顧時行也起了身, 待她穿好宮服後, 把婢女屏退到外間,月門帘子擋住了她們的視線,而後親手給她描眉。
蘇蘊小聲道:「差不多就得了, 太濃會不得體。」
顧時行捧著她的臉頰望了幾眼後, 放下了眉筆,在她還未點口脂的唇上輕啄了一口, 低聲道:「早些回來。」
外間幾個下人見主子恩愛, 都抿著唇笑。
蘇蘊似乎也感覺到了, 臉頰一紅忙推了推他:「還有下人在呢。」
顧時行笑了笑, 拿了一支玉簪子簪入了她的髮髻之中, 絲毫不在意的道:「在便在。」
他們之間經歷了那麼些曲折後, 他倒是看開了許多,珍惜與她每一朝一夕的相處。
蘇蘊微惱地瞪了他一眼,小聲罵道:「越發沒個正行了。」
妝整好了後, 蘇蘊也就出了門。
等上了馬車, 才覺得有些不對。
進宮一路平坦, 可為何馬車上卻有那麼多的軟枕軟墊?
蘇蘊帶著疑惑在馬車上坐下。等馬車往城門外駛去的時候, 她便覺得更加的不對勁了。
「母親, 這好似是出城的路,不是進宮的路。」蘇蘊問向同在馬車上的婆母。
顧夫人朝著兒媳溫和地笑了笑, 解釋道:「先前行兒昏迷的時候, 我各大廟宇的去拜, 如今行兒已經醒了,我便想著先去金月庵還願去, 可想到金月庵離金都有些許的遠,我怕行兒擔心,所以特意說是要進宮。」
蘇蘊聞言,也挑不出婆母這話有什麼不對勁的,可卻不知為何,還是覺得有些許的奇怪。
去上香還願,有必要瞞得這麼嚴實嗎?
馬車已經出了城外,蘇蘊撩開帘子往城門望了一眼。
顧夫人看著自己的兒媳,臉上的笑容多了幾分耐人尋味。
她那兒子總是臨危不亂,好似遇上任何事都能從容不迫一般,就沒有能威脅到他的事情,但到底還是他父親了解他。

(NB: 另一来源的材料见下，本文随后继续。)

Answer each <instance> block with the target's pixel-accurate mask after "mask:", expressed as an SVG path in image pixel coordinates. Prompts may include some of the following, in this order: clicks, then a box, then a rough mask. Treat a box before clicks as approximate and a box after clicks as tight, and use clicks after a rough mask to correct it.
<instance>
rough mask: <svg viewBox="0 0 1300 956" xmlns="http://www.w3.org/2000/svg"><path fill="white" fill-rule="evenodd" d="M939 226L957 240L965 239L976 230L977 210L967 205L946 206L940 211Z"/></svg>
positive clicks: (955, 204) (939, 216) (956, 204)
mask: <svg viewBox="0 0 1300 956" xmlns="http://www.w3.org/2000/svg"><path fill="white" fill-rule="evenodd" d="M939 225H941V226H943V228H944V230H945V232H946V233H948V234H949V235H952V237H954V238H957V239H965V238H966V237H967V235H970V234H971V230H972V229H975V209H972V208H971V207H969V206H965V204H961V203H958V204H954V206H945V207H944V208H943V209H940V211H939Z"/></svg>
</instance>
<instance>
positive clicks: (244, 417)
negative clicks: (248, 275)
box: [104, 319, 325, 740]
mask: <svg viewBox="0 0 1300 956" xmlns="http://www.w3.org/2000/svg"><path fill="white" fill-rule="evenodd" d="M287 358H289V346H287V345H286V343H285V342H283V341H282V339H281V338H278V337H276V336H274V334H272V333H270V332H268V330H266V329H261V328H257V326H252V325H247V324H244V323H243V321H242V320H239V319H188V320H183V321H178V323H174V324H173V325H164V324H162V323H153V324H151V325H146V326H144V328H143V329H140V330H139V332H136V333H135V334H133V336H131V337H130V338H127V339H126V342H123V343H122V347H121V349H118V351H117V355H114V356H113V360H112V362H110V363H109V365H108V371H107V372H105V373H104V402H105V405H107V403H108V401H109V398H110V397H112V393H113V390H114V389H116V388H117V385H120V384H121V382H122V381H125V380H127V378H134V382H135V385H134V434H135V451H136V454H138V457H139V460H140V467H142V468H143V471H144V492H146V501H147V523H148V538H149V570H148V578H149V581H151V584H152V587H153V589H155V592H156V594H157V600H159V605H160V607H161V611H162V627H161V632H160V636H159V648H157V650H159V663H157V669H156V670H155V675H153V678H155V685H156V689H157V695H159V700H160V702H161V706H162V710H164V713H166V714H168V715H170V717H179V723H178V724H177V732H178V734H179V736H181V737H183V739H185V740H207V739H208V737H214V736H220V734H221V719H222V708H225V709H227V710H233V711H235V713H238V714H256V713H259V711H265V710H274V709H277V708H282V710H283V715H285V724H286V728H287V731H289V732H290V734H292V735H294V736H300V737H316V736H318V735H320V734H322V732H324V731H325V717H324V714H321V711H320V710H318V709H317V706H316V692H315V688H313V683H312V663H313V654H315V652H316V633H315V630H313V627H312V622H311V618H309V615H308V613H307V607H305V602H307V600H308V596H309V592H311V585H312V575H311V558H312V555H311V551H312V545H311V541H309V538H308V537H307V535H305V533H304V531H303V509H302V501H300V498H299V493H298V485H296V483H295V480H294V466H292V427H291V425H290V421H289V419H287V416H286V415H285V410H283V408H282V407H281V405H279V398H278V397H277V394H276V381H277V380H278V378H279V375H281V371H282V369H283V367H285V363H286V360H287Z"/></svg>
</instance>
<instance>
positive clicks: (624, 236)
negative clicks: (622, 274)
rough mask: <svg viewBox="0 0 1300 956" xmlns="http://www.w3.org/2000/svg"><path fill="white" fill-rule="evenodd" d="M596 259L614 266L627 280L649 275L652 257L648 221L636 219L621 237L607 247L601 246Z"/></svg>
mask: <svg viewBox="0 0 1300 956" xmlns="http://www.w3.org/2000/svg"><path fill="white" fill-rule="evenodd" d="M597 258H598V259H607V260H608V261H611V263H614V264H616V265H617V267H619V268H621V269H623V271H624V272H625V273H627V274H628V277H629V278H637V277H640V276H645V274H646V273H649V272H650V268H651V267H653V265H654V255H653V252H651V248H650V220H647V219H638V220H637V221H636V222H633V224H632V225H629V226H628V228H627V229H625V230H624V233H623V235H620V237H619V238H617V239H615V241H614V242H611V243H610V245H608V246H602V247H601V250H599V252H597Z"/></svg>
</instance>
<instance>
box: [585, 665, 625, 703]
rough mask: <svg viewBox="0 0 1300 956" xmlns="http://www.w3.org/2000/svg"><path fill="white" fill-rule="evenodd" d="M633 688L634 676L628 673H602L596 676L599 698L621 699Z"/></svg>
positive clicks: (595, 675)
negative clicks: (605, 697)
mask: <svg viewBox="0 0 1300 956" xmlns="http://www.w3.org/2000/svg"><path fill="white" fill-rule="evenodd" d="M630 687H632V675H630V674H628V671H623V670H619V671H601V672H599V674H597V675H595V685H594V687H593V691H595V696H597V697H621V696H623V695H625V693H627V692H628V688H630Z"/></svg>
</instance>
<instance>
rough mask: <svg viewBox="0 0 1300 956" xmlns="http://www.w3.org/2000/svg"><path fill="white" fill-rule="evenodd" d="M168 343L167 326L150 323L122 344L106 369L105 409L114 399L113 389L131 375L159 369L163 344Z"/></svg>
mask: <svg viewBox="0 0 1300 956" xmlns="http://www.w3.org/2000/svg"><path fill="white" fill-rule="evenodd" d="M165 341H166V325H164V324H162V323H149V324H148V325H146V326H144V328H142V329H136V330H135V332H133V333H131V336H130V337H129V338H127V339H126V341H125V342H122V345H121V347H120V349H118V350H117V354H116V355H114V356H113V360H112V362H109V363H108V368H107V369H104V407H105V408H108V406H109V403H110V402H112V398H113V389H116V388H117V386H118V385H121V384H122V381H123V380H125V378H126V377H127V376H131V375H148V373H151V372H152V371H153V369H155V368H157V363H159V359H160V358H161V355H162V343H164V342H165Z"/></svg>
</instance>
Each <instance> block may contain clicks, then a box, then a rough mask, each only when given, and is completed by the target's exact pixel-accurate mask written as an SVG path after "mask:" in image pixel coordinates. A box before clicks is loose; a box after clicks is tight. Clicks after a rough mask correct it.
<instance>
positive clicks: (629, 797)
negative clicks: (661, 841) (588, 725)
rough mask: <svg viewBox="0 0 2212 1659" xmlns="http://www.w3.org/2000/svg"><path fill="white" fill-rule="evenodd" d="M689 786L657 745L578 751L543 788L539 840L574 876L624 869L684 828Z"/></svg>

他可以為了娶到如意的妻子算計親娘,算計大舅子,便如他父親說的,在他這的軟肋就是他的妻兒。
把他的妻兒帶走,看他著不著急。
蘇蘊放下帘子,目光收了回來。
顧夫人忙收回那耐人尋味的笑,只溫和的笑著,對兒媳道:「若是路上不舒服,我們便停下休息休息。我還讓人準備了許多的吃食,你若是餓了,便吃一些。」
婆母事事都做得周到,待她極好,蘇蘊方才心頭裡的那一絲奇怪也就消了。
*
天色漸晚,也不見妻子回來,顧時行微蹙了蹙眉頭,喊來了下人。
「你去夫人的院子問問,看夫人與娘子回來了沒有。」
下人應聲出了院子。
下人才出院子 ,就有人進了院子來通報。
「世子,方才夫人身旁的婢女傳回消息,說夫人臨時起意,帶著娘子去金月庵還願了,可能要住個幾日,讓世子莫要擔心。」
顧時行聞言,微微眯眸。
阿蘊有孕,關於阿蘊的事情,母親皆會安排得穩當,那金月庵在金都城外,一去就要一兩個時辰,若無準備,母親怎會放心帶著阿蘊一同前去?
臨時起意?
恐怕是早有預謀。
而且挑這個時候來與他說,便是算準了關城門的時辰,讓他此時也趕不出城門。
母親為何要把阿蘊帶到金月庵去小住?
顧時行細細思索了醒來後這些天的細節。
他與阿蘊回來後,感情更加濃厚,或是多有親昵,讓母親察覺到了什麼?
他又想起前兩日蘇長清來尋他之時,母親絲毫不在意的態度,這反倒讓他在意了些。
輕敲了敲椅子的扶手,沉思半晌約莫有了答案。
母親該是發現了他誤導她的事情了,所以才想著把阿蘊帶去金月庵,好折騰他一番。
顧時行搖頭無奈一哂,到底是他自己作的,怨不得母親氣得把阿蘊帶走。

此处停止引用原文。